China cannot unilaterally use Pakistan’s roads and networks, and nor will it need to, considering both countries have a mutually beneficial partnership. China has often sided with Pakistan while mediating in the Pak-India conflict – blocking the NSG bid and threatening to use its upper riparian status to block India’s Brahamputra river is evidence of this – and it is not likely to change this policy now that Pakistan has the potential to give back to China in terms of access to the Indian Ocean and inflow of export revenues.

Pakistan actually gains leverage over its regional rival through the construction of CPEC. Iran has expressed interest in the CPEC and Sri Lanka will also be intrigued once trade starts flowing regularly. That leaves out Afghanistan and India, the former only siding with the latter because of India’s investment in the war-torn nation. Economic interest can be used to improve ties with Afghanistan, and decrease India’s connection to our western neighbour.

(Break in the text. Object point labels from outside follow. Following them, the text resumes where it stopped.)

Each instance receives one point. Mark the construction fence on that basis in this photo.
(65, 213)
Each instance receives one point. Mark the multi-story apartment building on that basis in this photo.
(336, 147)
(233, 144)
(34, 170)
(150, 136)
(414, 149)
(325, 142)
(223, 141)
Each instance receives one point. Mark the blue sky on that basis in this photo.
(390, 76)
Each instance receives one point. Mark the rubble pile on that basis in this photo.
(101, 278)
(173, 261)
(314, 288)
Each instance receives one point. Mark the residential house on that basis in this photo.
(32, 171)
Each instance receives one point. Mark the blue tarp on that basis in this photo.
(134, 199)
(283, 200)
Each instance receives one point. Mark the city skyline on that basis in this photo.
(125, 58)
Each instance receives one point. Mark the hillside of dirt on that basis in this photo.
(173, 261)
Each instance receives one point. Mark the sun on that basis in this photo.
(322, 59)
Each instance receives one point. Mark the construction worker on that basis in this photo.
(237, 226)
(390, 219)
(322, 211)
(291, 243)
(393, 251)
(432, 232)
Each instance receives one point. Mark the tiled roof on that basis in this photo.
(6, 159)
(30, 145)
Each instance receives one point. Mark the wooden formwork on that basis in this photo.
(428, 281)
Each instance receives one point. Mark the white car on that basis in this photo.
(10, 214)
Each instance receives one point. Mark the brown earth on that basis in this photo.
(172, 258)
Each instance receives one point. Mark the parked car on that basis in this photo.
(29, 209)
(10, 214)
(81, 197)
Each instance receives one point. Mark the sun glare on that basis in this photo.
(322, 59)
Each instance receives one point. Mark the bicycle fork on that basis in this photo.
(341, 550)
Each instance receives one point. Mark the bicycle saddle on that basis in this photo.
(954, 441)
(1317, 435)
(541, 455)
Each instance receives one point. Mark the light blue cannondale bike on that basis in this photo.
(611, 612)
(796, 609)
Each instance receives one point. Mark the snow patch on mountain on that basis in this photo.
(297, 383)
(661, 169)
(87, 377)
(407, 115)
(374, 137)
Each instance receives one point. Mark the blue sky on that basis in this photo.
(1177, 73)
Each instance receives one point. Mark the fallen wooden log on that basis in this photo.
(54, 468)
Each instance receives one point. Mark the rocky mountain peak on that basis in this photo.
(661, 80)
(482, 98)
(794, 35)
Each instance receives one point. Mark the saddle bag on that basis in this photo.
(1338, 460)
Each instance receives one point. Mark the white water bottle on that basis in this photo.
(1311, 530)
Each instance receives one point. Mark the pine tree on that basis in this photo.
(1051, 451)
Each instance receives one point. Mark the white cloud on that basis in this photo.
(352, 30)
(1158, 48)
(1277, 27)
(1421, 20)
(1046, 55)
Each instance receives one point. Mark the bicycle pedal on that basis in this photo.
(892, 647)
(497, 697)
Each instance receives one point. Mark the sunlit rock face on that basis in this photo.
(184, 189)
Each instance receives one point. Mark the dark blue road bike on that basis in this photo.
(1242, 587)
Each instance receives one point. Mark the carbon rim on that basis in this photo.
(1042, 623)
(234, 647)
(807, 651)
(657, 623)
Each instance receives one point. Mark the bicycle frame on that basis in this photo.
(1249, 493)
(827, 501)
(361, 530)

And as far as India is concerned, it is welcome too, to share in regional development, but it cannot do so with the hostile attitude it has currently. India’s grand delusions of being a regional superpower will have to be kept aside in its dealings with Pakistan if it wants to increase regional trade using CPEC. India’s reaction to CPEC’s construction says it all – policymakers across the border are concerned that they have no share in a pie that promises to feed the entire region. And this, Pakistan can use to its advantage. CPEC’s importance in matters of foreign policy cannot be denied, and India may just be forced to the negotiating table for discussion of longstanding issues – but only if Pakistan plays its cards right.